Skip to content

Glue job failing to write Parquet files to KMS enable S3 bucket location

0

I have a glue job that is reading TXT files from S3 location, performing some validations and then writing the final file in Parquet format to S3. At this last spark dataframe write to S3 it fails.
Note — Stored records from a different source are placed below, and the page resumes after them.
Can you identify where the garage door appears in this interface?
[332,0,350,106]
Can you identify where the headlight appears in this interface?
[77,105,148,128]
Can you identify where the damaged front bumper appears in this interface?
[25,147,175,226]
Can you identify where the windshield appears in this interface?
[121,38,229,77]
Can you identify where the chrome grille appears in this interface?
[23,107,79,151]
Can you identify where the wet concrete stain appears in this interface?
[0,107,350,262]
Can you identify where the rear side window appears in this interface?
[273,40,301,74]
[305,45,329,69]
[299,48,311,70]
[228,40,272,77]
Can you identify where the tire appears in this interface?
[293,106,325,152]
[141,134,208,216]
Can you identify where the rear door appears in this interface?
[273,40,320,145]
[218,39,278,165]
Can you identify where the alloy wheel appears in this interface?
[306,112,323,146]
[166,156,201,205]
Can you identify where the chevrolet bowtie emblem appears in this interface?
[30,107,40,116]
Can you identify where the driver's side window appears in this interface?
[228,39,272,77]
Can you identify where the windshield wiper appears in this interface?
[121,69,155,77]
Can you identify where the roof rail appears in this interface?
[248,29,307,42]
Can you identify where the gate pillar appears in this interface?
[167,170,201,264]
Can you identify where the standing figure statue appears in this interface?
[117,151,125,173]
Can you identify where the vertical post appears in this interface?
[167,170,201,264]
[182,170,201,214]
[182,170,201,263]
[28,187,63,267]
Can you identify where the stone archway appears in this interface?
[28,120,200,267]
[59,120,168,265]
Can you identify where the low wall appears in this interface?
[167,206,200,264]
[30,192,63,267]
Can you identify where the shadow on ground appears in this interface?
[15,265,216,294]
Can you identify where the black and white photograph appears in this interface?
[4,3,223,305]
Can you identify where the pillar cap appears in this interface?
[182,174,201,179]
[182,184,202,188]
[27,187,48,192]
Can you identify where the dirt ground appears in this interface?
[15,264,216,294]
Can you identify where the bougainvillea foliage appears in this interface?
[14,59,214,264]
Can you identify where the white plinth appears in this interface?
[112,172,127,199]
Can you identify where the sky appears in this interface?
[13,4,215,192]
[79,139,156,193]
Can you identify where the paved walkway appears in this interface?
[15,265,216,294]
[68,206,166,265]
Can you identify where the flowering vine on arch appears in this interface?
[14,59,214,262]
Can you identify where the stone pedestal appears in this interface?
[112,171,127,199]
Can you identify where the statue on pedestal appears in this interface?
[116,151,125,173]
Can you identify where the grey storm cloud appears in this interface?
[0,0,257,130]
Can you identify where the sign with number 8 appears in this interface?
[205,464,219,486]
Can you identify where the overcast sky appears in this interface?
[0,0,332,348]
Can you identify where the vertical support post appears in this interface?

Code:

Set KMS encryption config

spark.conf.set("spark.hadoop.fs.s3a.server-side-encryption-algorithm", "SSE-KMS") spark.conf.set("spark.hadoop.fs.s3a.server-side-encryption.key", kms_key_arn)

Write Parquet file

cleaned_df.write.mode("overwrite").format("parquet").save(output_path)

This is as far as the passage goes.